CULLMANN,Oscar.A Formação do Novo Testamento.São Paulo:Editora Sinodal,1984.
GUNDRY,Robert H.Panorama do Novo Testamento.São Paulo:Vida Nova, 1978.
KUMMELL,W.G.Introdução ao Novo Testamento.São Paulo: Paulus/Teológica,2003.
QUESNEL,Michel.Paulo e as Origens do Cristianismo.São Paulo:Paulinas, 2005.
TERRA,João E.M.Revista de Cultura Bíblica – Cartas de São Paulo.São Paulo:Edições Loyola,2000.
VIELHAUER,Phillip.História da Literatura Cristã Primitiva.São Paulo:Academia Cristã,2005.


[1] No texto anterior (“Gênero Literário de Romanos”) usamos o termo “Gênero” com a acepção de “tipo literário”; aqui usamos o termo “Forma” referindo-se à “Estrutura Literária” de um dado escrito.
[2] Fontes bibliográficas: Kümmel, W.G. (1982). Introdução ao novo testamento. Paulinas: São Paulo; Revista de Cultura Bíblica. Cartas de são paulo.n.95/96.2000.Loyola. São Paulo; Quesnel,Michel.Paulo e as origens do cristianismo.Paulinas:São Paulo. Fica, portanto, proibida a reprodução deste texto por qualquer meio gráfico sem a autorização prévia deste professor-autor.

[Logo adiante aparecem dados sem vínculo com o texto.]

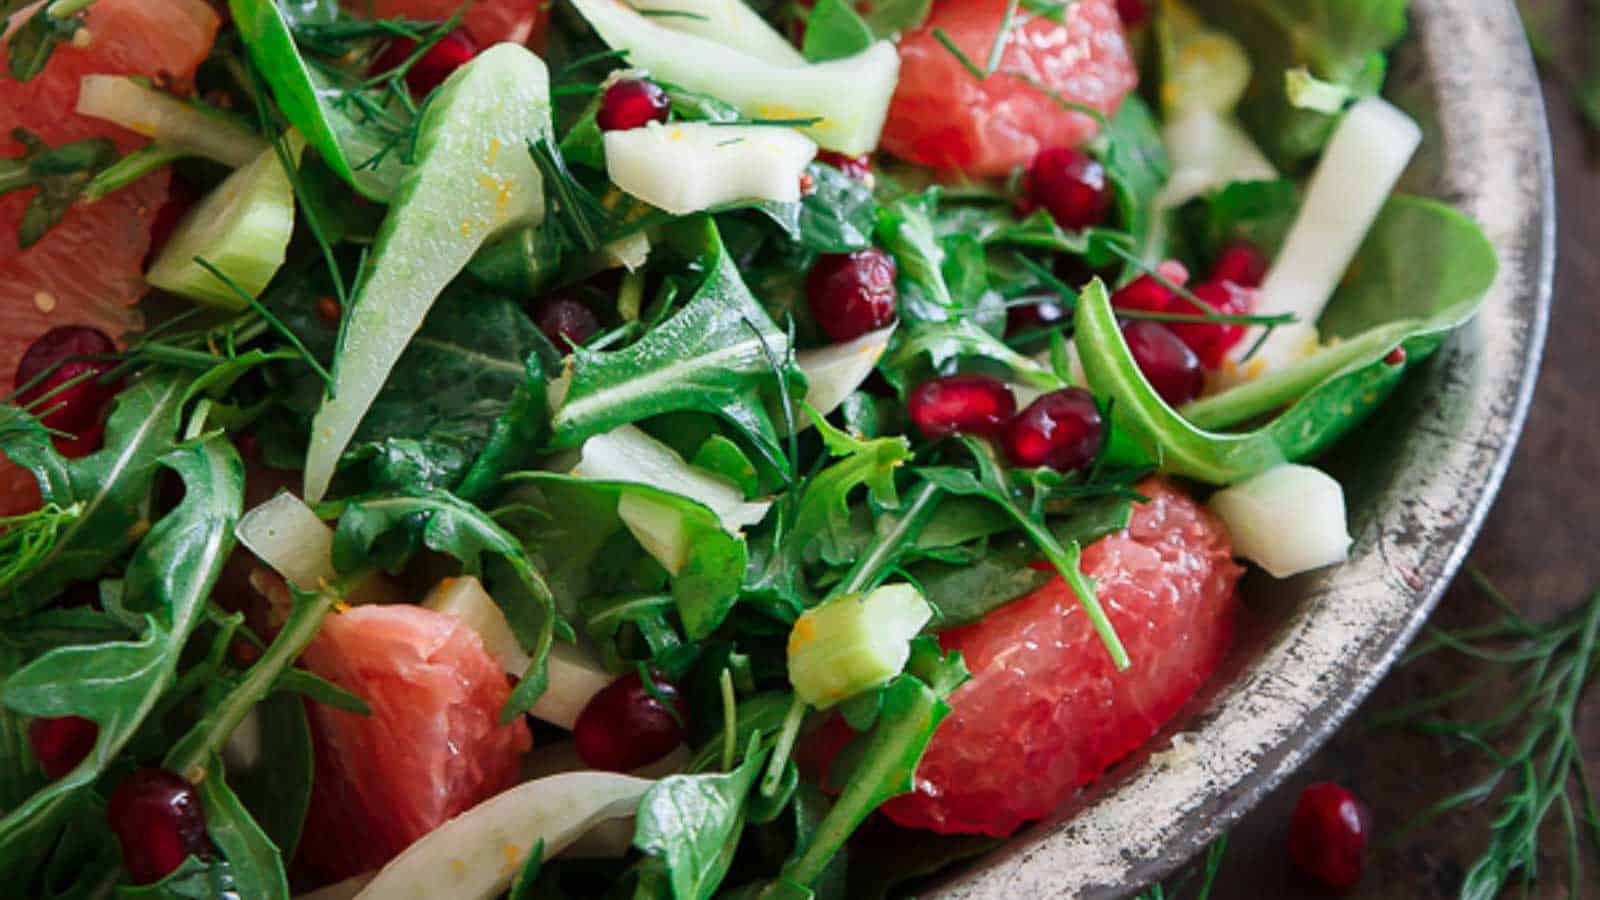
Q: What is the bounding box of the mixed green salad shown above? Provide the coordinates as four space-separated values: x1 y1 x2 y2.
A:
0 0 1499 897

[3] Cf.Kümmel,Werner G.Introdução ao novo testamento.p.318.
[4] Pesquisas nesta direção já foram empreendidas no que tange à retórica semítica e à retórica greco-romana, com fins a compreensão literária das epístolas paulinas. Estas leituras retóricas são definidas como “Novos Métodos de Análise Literária”.

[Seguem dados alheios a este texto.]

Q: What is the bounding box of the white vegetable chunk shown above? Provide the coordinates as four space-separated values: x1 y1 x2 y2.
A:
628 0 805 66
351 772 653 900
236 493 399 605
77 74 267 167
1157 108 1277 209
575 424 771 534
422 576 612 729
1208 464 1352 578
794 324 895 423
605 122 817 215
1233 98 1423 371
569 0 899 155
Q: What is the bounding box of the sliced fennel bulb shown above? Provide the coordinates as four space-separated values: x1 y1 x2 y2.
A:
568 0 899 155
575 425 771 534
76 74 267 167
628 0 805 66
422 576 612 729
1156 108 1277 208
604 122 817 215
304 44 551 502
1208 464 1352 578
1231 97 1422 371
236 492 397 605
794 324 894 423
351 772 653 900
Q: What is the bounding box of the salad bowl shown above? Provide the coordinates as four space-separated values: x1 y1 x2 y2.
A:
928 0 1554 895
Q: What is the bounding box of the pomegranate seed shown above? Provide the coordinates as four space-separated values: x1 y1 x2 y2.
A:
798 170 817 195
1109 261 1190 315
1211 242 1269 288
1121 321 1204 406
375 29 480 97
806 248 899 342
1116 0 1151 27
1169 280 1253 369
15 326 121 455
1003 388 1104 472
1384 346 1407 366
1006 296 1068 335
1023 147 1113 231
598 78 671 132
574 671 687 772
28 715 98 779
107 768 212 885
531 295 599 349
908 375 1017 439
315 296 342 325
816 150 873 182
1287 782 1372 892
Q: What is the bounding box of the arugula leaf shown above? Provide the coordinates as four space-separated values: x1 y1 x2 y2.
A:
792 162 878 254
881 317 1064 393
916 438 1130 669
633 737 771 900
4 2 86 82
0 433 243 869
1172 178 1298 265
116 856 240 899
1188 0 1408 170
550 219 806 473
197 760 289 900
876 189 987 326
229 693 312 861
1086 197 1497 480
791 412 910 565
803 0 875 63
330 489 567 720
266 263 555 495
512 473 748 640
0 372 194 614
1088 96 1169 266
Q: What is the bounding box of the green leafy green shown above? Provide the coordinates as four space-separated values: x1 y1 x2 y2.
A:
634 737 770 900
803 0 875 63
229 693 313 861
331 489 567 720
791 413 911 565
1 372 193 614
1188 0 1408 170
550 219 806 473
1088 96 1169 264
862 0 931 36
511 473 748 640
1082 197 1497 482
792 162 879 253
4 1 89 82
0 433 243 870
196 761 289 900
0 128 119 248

[5] Um verdadeiro marco nesse campo é o comentário de Gálatas de Betz, H.D.Galatians; a Commentary on Paul’s Letter to the Churches in Galatia. Philadelphia,1979. Temos também em língua portuguesa um excelente trabalho do gênero em forma de artigo de autoria de José Roberto Cardoso: 1 Tessalonicenses – Epístola e Peça Retórica.publicado pela Fides Reformata:Mackenzie.Andrew Jumper.

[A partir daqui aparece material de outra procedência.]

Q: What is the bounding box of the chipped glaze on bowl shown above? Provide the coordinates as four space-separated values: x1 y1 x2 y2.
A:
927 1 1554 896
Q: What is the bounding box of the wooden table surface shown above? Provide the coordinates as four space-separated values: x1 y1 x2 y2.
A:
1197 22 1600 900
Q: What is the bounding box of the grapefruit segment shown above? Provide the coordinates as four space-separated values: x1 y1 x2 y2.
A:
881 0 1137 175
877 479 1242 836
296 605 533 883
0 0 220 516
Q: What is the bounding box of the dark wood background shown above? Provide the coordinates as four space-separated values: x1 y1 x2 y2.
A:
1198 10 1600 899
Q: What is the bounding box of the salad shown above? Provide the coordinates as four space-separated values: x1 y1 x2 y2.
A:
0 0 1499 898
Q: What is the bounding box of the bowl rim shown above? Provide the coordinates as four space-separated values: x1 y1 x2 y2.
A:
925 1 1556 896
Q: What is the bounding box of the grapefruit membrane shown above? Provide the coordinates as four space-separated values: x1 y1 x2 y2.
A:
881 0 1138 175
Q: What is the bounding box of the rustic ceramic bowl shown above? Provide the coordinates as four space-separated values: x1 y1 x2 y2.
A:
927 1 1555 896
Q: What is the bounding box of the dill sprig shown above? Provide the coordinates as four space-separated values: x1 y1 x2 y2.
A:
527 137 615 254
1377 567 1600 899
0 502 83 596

[6] Todavia, esse exemplo nos mostra que Paulo não segue a retórica de modo servil. Assim, o uso da retórica para a compreensão das cartas paulinas deve ser feito com muita cautela, levando-se em consideração constante o uso peculiar que Paulo faz dela e de outros recursos disponíveis em seu tempo. Em outras palavras,deve-se estar atento a originalidade paulina na articulação de seus escritos.